Hypericum uralum (Nomenclature)
Shrub, 0.3-2 m tall, bushy, with stems erect, arching, often frondose. Stems red, 4-lined or 4-angled and strongly ancipitous when young, eventually 2-lined or terete; internodes 5-20 m long, shorter than leaves; bark reddish-brown. Leaves petiolate, with flat petiole 0-5-1 mm long; lamina 10-40 x 4-24 mm, all lanceolate or older ones ovate, acute to rounded-apiculate, margin plane, base narrowly to rarely broadly cuneate, ± densely glaucous beneath, chartaceous; venation: 3 pairs main laterals, with midrib branches and tertiary reticulum scarcely visible; laminar glands streaks (towards midrib) and dots; ventral glands usually ± dense. Inflorescence l-3(-10)-flowered, from 1-2 nodes, subcorymbiform, if from 2 nodes then with short apical internode, often with 1-3-flowered branches from middle of stem; pedicels 3-7 mm long; bracts narrowly oblong, deciduous. Flowers 15-30 mm in diam., ± deeply cyathiform; buds broadly ovoid to globose, obtuse to rounded. Sepals 3.5-6(9) x (1)2-5(6.5) mm, free, imbricate, subequal or unequal, erect in bud and fruit, oblong or elliptic to obovate-spathulate, rounded or very rarely obtuse, with margin entire, narrowly hyaline; midrib not or scarcely distinct, veins not or rarely slightly prominent; laminar glands linear, numerous. Petals golden to deep yellow, not tinged red, incurved, 9-18 x 5-12 mm, 2.5-3 x sepals, broadly obovate to subcircular, with apiculus lateral to subterminal, rounded to obscure; margin entire, without infra- marginal gland dots. Stamen fascicles each with 40-60 stamens, longest 4-6(8) mm long, 0.25-0.5 x petals; anthers golden to deep yellow. Ovary 3-5 x 2.5-3 mm, broadly ovoid to globose; styles 2.5-4.5 mm long, 0-6-0-9(1) x ovary, erect and ± divergent near apex or wholly outcurving; stigmas narrowly capitate. Capsule 7-11(13) x 7-11 mm, subglobose (or more rarely broadly ovoid) to globose. Seeds dark brown, 0.4-0.6 mm long, cylindric-ellipsoid, scarcely carinate, shallowly linear- foveolate.
2n = 20.
In dry, open habitats (grassy or rocky slopes, open woodland, pastures, cliff edges), and sometimes in thickets and by streams; 1500-3600 m.

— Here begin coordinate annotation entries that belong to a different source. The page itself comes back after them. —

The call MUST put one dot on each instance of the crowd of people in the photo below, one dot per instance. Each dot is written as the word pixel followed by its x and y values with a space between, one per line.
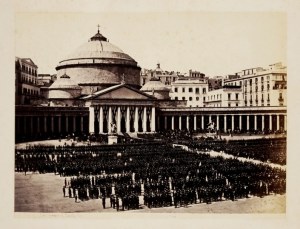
pixel 163 175
pixel 264 149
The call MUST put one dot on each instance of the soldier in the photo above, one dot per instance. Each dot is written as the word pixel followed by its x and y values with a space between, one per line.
pixel 117 203
pixel 103 202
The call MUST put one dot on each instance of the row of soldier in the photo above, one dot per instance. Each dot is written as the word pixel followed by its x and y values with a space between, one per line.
pixel 169 172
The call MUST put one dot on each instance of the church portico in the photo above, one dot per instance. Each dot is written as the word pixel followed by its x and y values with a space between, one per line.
pixel 122 106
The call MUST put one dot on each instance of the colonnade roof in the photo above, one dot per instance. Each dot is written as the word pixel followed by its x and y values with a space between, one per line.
pixel 120 91
pixel 223 110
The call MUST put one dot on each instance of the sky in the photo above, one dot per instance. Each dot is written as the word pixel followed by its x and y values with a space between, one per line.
pixel 214 43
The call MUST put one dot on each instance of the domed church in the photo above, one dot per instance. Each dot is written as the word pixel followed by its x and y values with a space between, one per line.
pixel 98 64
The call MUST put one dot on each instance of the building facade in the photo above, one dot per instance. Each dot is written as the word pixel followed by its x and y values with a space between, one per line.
pixel 227 96
pixel 99 86
pixel 191 90
pixel 26 85
pixel 262 87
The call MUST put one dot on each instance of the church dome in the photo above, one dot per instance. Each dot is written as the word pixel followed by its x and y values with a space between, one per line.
pixel 98 64
pixel 64 88
pixel 97 50
pixel 64 82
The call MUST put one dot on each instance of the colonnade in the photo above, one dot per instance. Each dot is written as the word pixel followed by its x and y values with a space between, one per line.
pixel 49 125
pixel 103 118
pixel 225 122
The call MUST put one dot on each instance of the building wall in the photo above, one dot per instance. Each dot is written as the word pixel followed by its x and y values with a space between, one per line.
pixel 26 81
pixel 224 97
pixel 263 88
pixel 190 90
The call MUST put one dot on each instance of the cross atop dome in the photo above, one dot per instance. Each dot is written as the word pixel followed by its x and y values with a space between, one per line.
pixel 98 36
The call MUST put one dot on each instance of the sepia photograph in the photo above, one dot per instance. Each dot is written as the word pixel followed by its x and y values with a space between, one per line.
pixel 191 118
pixel 140 112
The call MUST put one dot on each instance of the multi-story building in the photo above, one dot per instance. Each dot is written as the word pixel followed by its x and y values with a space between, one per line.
pixel 166 77
pixel 26 81
pixel 91 94
pixel 262 87
pixel 215 83
pixel 191 90
pixel 227 96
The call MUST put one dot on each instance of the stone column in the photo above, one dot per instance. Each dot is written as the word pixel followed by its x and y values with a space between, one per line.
pixel 109 119
pixel 67 124
pixel 128 119
pixel 145 120
pixel 187 122
pixel 248 122
pixel 101 119
pixel 38 124
pixel 153 119
pixel 45 124
pixel 166 122
pixel 119 119
pixel 136 120
pixel 91 120
pixel 225 123
pixel 59 124
pixel 172 122
pixel 52 124
pixel 81 123
pixel 31 124
pixel 25 126
pixel 74 124
pixel 179 122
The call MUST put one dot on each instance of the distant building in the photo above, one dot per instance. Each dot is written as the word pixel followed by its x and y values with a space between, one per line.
pixel 262 87
pixel 166 77
pixel 215 83
pixel 191 90
pixel 227 96
pixel 26 81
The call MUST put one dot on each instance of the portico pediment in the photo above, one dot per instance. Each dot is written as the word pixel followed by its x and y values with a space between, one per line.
pixel 119 92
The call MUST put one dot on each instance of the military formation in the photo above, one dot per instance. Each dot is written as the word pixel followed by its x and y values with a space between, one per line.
pixel 154 175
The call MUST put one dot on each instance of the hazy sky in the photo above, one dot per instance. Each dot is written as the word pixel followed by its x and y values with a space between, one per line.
pixel 215 43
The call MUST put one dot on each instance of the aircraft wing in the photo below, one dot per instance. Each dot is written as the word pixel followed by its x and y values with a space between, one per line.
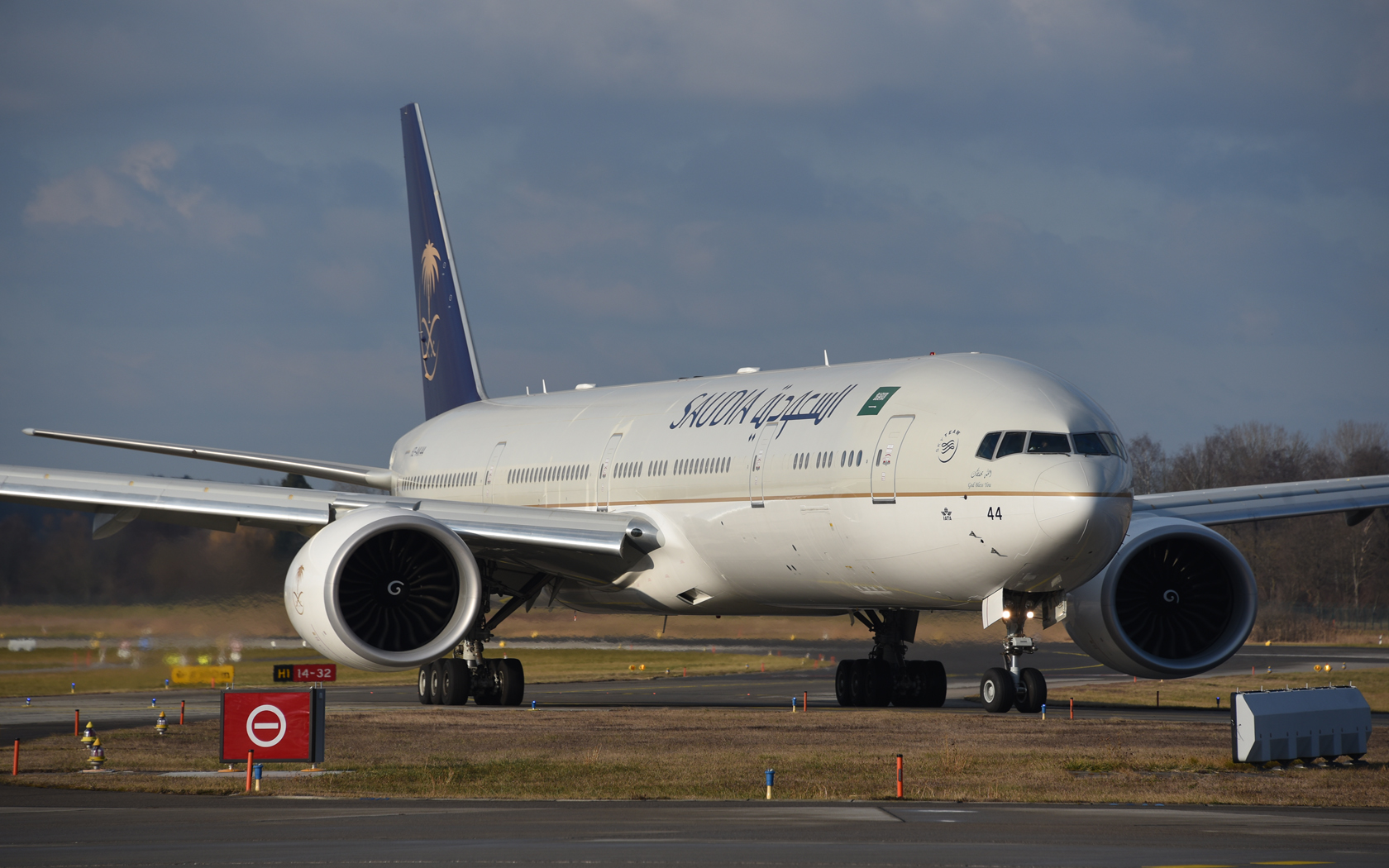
pixel 588 546
pixel 1358 498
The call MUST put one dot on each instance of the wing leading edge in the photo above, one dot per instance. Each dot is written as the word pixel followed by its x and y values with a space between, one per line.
pixel 586 546
pixel 353 474
pixel 1354 496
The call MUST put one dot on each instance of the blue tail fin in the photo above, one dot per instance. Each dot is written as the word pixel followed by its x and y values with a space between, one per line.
pixel 446 355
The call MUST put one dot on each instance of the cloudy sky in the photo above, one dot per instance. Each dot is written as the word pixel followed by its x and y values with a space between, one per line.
pixel 1184 208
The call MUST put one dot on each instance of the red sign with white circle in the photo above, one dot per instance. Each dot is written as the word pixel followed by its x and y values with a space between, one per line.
pixel 278 727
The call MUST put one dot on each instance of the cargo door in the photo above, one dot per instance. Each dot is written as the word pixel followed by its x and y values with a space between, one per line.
pixel 886 455
pixel 606 471
pixel 489 475
pixel 757 475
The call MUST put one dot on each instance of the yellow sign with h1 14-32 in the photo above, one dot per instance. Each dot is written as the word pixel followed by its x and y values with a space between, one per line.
pixel 203 675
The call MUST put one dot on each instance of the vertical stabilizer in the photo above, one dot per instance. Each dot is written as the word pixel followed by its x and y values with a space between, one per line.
pixel 446 355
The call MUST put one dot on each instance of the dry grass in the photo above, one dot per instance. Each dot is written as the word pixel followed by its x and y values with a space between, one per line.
pixel 656 753
pixel 542 665
pixel 1202 692
pixel 265 617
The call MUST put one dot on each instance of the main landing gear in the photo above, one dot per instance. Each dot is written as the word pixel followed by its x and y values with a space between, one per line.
pixel 1014 686
pixel 451 681
pixel 886 677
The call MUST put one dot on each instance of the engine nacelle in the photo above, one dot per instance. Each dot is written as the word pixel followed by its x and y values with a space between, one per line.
pixel 384 589
pixel 1177 600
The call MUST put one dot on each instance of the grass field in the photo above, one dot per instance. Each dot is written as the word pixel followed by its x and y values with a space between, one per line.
pixel 1200 692
pixel 542 665
pixel 656 753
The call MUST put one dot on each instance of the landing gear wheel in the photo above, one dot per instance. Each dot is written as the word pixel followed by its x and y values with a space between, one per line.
pixel 907 689
pixel 933 684
pixel 437 682
pixel 878 684
pixel 843 682
pixel 424 685
pixel 512 680
pixel 1033 694
pixel 996 690
pixel 859 682
pixel 485 688
pixel 457 681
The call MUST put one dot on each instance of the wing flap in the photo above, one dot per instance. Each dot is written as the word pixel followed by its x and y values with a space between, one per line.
pixel 1246 503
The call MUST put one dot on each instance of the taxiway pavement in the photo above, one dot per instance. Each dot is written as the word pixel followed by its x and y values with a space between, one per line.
pixel 1063 663
pixel 71 828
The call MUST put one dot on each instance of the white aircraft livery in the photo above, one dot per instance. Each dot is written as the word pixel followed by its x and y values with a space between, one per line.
pixel 881 489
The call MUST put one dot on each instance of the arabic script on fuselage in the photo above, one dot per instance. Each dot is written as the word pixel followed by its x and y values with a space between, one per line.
pixel 755 408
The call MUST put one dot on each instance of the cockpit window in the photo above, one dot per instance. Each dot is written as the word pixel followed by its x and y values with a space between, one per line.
pixel 986 445
pixel 1115 443
pixel 1046 443
pixel 1011 443
pixel 1089 445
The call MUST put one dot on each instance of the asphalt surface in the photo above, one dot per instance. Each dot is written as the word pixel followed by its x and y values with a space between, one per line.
pixel 71 828
pixel 1063 664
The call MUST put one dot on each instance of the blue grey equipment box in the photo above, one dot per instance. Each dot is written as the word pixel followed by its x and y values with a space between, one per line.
pixel 1299 724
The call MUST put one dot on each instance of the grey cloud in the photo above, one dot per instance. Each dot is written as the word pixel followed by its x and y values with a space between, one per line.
pixel 1181 207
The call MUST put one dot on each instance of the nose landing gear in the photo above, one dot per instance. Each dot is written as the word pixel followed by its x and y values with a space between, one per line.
pixel 1005 688
pixel 886 677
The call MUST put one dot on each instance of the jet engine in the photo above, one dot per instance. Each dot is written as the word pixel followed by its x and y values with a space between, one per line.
pixel 1177 600
pixel 384 589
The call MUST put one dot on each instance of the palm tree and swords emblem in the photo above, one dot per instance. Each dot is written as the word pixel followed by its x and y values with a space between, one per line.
pixel 428 278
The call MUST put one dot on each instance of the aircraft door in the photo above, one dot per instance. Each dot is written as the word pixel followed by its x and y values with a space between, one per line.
pixel 757 475
pixel 489 475
pixel 882 481
pixel 606 471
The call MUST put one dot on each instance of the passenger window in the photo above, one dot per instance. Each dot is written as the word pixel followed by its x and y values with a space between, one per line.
pixel 1046 443
pixel 1115 443
pixel 1011 443
pixel 1089 445
pixel 986 445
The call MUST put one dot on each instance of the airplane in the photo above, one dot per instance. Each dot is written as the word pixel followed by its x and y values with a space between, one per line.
pixel 880 489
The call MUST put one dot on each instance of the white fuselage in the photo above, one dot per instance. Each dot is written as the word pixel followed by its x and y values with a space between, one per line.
pixel 796 490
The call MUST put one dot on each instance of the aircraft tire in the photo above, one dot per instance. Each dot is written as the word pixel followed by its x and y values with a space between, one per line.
pixel 485 690
pixel 1033 696
pixel 512 677
pixel 457 682
pixel 880 684
pixel 906 690
pixel 996 690
pixel 933 684
pixel 437 682
pixel 859 682
pixel 843 682
pixel 424 685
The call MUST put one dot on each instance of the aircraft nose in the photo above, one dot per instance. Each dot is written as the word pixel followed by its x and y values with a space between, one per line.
pixel 1076 503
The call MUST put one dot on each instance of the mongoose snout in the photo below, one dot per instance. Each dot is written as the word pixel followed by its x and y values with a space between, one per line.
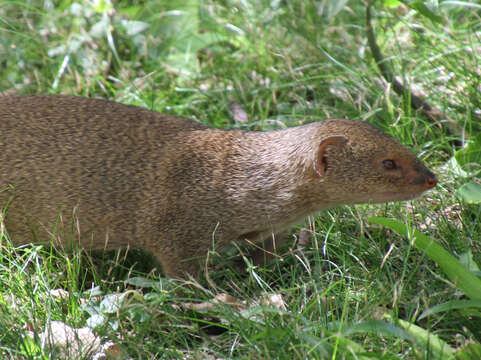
pixel 133 177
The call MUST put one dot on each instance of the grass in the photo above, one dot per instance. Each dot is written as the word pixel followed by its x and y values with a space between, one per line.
pixel 357 290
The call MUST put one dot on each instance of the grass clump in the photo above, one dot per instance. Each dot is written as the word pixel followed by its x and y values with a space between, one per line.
pixel 356 290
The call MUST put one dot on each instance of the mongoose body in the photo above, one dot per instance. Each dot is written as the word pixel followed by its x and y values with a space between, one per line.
pixel 118 175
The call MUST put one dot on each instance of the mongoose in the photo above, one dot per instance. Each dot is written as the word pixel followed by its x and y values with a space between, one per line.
pixel 122 176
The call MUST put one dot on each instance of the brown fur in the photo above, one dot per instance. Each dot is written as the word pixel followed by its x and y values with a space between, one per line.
pixel 134 177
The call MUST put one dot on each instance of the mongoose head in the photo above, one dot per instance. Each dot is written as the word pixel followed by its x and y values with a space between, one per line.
pixel 361 164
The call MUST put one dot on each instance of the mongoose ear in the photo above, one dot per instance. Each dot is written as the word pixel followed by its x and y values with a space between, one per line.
pixel 322 163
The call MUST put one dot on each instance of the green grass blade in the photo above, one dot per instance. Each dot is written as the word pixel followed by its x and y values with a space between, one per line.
pixel 452 305
pixel 464 279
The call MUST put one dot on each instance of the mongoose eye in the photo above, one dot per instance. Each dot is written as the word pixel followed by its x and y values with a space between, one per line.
pixel 389 164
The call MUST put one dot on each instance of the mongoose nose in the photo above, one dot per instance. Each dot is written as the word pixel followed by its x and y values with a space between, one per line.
pixel 431 182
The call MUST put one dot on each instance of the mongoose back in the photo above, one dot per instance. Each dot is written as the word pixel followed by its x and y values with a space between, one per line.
pixel 126 176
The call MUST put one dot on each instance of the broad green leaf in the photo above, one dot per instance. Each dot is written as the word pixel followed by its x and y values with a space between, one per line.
pixel 464 279
pixel 391 3
pixel 451 305
pixel 470 4
pixel 471 351
pixel 469 193
pixel 378 327
pixel 438 349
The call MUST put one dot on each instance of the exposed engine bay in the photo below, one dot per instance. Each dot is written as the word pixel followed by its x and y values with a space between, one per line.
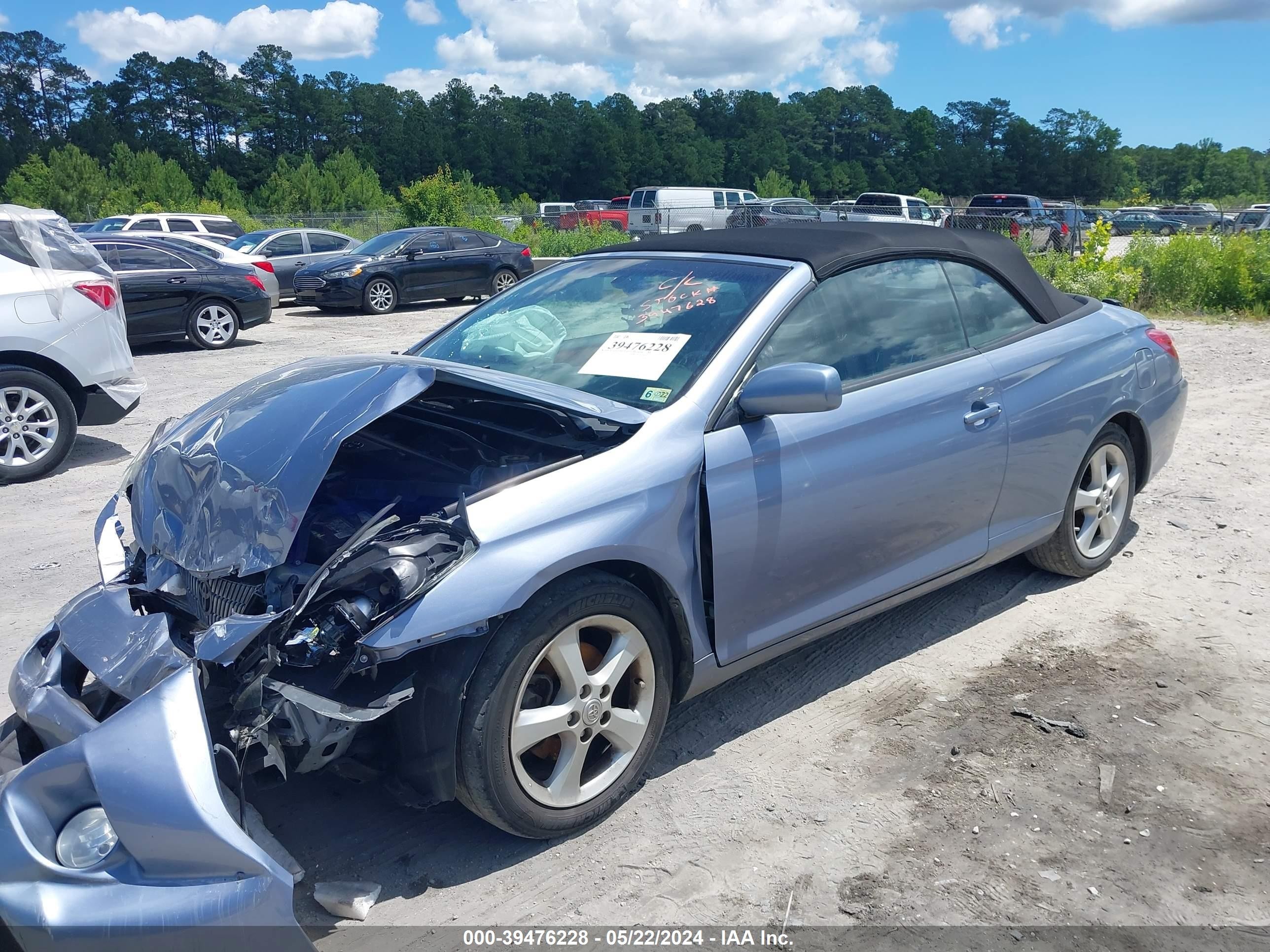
pixel 286 684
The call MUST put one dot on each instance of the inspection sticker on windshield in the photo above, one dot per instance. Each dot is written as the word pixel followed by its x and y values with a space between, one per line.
pixel 634 354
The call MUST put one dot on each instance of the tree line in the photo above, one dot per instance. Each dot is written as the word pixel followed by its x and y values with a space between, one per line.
pixel 272 140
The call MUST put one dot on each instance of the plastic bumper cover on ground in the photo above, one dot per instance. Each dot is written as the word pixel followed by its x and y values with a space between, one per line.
pixel 182 863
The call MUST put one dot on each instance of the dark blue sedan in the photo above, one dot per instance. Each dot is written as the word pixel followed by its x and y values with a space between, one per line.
pixel 415 265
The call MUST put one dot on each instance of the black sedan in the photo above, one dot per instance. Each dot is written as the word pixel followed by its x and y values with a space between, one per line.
pixel 172 292
pixel 415 265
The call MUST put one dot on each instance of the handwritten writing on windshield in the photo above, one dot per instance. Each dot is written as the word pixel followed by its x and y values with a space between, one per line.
pixel 678 295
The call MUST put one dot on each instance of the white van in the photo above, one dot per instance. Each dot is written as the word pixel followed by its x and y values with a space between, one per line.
pixel 660 210
pixel 67 360
pixel 219 228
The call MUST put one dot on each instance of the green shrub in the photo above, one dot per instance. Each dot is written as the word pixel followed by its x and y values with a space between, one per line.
pixel 1216 274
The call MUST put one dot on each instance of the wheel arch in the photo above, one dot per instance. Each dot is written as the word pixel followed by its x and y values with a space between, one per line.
pixel 667 603
pixel 50 369
pixel 1141 442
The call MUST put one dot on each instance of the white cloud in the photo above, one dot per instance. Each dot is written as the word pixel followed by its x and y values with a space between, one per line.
pixel 338 30
pixel 977 22
pixel 422 12
pixel 661 49
pixel 980 23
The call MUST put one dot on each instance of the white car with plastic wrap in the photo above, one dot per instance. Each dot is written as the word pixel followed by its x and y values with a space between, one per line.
pixel 64 349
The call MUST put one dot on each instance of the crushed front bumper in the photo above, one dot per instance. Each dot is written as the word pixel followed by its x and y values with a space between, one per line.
pixel 181 863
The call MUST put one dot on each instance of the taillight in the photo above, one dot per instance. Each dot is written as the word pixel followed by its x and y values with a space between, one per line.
pixel 1166 343
pixel 102 294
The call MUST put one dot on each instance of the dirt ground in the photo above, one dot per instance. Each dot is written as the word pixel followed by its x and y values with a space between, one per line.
pixel 877 777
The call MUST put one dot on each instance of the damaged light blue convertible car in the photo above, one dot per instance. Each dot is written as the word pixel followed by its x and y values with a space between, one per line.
pixel 488 567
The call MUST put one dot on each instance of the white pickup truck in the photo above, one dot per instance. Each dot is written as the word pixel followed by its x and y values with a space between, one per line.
pixel 885 206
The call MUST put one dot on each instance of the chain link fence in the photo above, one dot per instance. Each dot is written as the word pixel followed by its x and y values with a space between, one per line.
pixel 1055 226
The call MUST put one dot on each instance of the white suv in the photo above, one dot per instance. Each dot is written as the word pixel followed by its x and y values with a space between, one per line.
pixel 217 226
pixel 64 347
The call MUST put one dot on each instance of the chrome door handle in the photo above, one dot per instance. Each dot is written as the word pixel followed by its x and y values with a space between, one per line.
pixel 986 413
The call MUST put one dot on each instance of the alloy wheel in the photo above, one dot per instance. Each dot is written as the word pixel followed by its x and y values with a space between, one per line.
pixel 380 296
pixel 28 427
pixel 215 325
pixel 1101 501
pixel 582 711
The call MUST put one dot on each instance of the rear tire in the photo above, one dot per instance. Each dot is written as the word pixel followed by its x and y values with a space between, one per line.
pixel 536 795
pixel 23 456
pixel 1090 502
pixel 212 325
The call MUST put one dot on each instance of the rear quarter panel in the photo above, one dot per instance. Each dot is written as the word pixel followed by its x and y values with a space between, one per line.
pixel 1059 387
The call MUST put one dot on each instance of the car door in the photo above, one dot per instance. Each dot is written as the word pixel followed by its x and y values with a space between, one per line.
pixel 157 287
pixel 323 244
pixel 286 253
pixel 814 516
pixel 471 263
pixel 426 268
pixel 1053 381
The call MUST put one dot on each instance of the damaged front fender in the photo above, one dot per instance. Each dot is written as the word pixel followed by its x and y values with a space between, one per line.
pixel 181 860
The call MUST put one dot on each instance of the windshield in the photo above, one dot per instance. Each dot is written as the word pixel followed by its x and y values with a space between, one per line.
pixel 636 331
pixel 108 225
pixel 999 202
pixel 382 244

China (Xizang [Tibet]), Burma (Kachin, Chin), India (Manipur, Mizoram?, Nagaland, Meghalaya), Bhutan and Himalaya west to Pakistan (Sarghoda).
H. uralum is closely related to (and apparently derived from) H. henry subsp. uraloides; some of the specimens from Khasiya approach the latter in morphology rather closely. Indeed, it is difficult to describe good characters to separate these taxa, although they seem quite distinct in cultivation. However, the presence of frondose branching (i.e. with lateral branches in one plane) in H. uralum, in combination with the usually broader leaves and sepals, will usually suffice to distinguish it from H. henry subsp. uraloides. In Flora of West Pakistan (Robson, 1973), I cited Curtis's bot. Mag. : t. 2375 (1823) as the type of H. uralum, as the cultivated plant from which the illustration was made was apparently not preserved. It was grown from Nepal seed (probably sent by Wallich in 1818-21) by Whitby, Brame & Milne at their Fulham Nursery, London, and flowered in 1822. It is clear, however, that Don obtained at least the epithet uralum from Hamilton's notes; and in the introduction to Prodromus florae nepalensis (Don, 1825) he claims to have seen all Hamilton's Nepal specimens, collected in 1802-3. The Hamilton specimen of H. uralum in BM must, therefore, have some type status. Don's description in Curtis's bot. Mag. was probably derived initially from the Nepal specimen and confirmed or modified after he had seen the cultivated plant, so that specimen and illustration should be regarded as syntypes. As a specimen is always to be preferred to an illustration when choosing lectotypes, I have selected the Hamilton specimen as lectotype of H. uralum.